Era uma vez um imperador que viveu há muitos anos. Gostava tanto de roupas novas e bonitas que gastava todo o seu tempo e dinheiro a vestir-se. Não ligava importância ao exército, não ia ao teatro, não andava de carruagem por entre o povo a não ser quando queria exibir uma fatiota nova. Tinha um casaco diferente para cada hora do dia; e, tal como se ouve dizer de outros soberanos: "Está em Conselho!", no seu caso a resposta seria: "O imperador está no quarto de vestir!"
A vida era bastante alegre na cidade em que ele vivia. Estavam sempre a chegar forasteiros, e um dia apareceram dois indivíduos com um ar suspeito que diziam ser tecelões. Mas, segundo eles, o tecido que fabricavam não só era extraordinariamente belo como tinha ainda propriedades mágicas: mesmo quando transformado em peças de vestuário, era invisível para todas as pessoas que não desempenhassem bem as suas tarefas ou que fossem particularmente estúpidas. — Excelente! — pensou o imperador. "Que bela oportunidade para descobrir quais os homens do meu reino que não devem estar nos lugares que ocupam e quais são os espertos e os estúpidos! Pois é, aquele material tem de ser tecido e transformado em roupa imediatamente!"
E deu aos dois malandros uma grande quantia de dinheiro para começarem a trabalhar.
Assim, os dois patifes montaram dois teares e agiram como se estivessem a trabalhar afanosamente, mas a verdade é que não havia nada nos teares. Pouco depois, estavam a pedir o melhor fio de seda e de ouro, que meteram nos seus próprios bolsos, continuando a mover os braços diante dos teares vazios pela noite dentro.
Ao fim de algum tempo, o imperador pensou: "Gostava realmente de saber como vai aquilo!"
Mas, quando se lembrou de que o tecido não podia ser visto pelas pessoas estúpidas ou incompetentes no seu trabalho, sentiu-se um tanto embaraçado em ir ele próprio. Não que tivesse quaisquer dúvidas quanto às suas capacidades, é claro, mas achou que talvez fosse melhor mandar alguém primeiro, Afinal de contas, toda a gente na cidade sabia dos poderes especiais do tecido; toda a gente estava ansiosa por descobrir até que ponto o vizinho era estúpido ou incompetente.
— Já sei! Vou lá mandar o meu velho e honesto ministro! — decidiu. — É o homem indicado, o mais sensato possível, e ninguém pode queixar-se da maneira como desempenha as suas funções.
Então, o bom velho ministro foi à sala onde os dois malandros estavam a fingir que trabalhavam nos teares.
—"Que Deus me ajude!" pensou ele, abrindo os olhos cada vez mais. "Não consigo ver nada."

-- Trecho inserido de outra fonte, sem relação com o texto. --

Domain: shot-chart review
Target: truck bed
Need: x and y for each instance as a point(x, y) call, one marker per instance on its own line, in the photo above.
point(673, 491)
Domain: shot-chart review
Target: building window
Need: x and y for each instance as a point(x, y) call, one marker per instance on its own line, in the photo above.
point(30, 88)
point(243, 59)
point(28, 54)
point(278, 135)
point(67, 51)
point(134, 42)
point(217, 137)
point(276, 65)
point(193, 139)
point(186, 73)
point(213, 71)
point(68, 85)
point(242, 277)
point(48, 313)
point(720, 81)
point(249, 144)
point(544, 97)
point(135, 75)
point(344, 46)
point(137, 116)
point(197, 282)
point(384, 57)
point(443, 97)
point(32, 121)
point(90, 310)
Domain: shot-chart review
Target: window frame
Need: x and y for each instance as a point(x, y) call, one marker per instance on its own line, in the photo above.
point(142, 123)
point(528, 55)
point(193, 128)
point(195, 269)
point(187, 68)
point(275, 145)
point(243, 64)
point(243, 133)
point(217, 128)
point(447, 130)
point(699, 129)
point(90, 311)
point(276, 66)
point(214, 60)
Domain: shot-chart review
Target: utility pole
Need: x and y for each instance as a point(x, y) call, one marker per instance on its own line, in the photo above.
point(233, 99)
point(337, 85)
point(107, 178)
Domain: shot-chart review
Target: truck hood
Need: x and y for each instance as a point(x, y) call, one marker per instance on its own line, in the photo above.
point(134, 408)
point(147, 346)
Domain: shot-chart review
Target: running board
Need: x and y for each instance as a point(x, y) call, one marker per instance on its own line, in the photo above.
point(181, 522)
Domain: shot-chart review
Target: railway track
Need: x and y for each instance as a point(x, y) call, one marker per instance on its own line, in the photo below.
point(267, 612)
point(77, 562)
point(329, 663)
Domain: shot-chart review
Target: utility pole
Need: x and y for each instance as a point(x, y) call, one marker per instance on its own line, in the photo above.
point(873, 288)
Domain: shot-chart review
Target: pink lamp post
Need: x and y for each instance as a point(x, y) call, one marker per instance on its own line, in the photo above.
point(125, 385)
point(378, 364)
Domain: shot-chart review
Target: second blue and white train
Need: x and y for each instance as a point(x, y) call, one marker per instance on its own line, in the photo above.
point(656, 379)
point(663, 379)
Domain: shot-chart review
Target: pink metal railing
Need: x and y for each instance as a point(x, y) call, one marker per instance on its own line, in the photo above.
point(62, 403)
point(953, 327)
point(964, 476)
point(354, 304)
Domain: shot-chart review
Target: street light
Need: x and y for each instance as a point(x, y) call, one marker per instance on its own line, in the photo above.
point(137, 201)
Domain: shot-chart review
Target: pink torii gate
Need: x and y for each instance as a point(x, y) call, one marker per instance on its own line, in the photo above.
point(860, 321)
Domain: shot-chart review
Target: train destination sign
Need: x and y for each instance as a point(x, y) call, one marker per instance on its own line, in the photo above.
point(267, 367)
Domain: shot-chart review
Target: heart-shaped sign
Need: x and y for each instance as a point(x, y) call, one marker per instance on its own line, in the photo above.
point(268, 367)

Mas guardou o pensamento só para si.
Os dois vigaristas pediram-lhe que se aproximasse; não achava ele que os padrões eram lindos e as cores deliciosas? E gesticulavam diante dos teares vazios. Mas, embora o pobre velho ministro espreitasse e olhasse fixamente, continuava a não ver nada, pela simples razão de que não havia lá nada para ver.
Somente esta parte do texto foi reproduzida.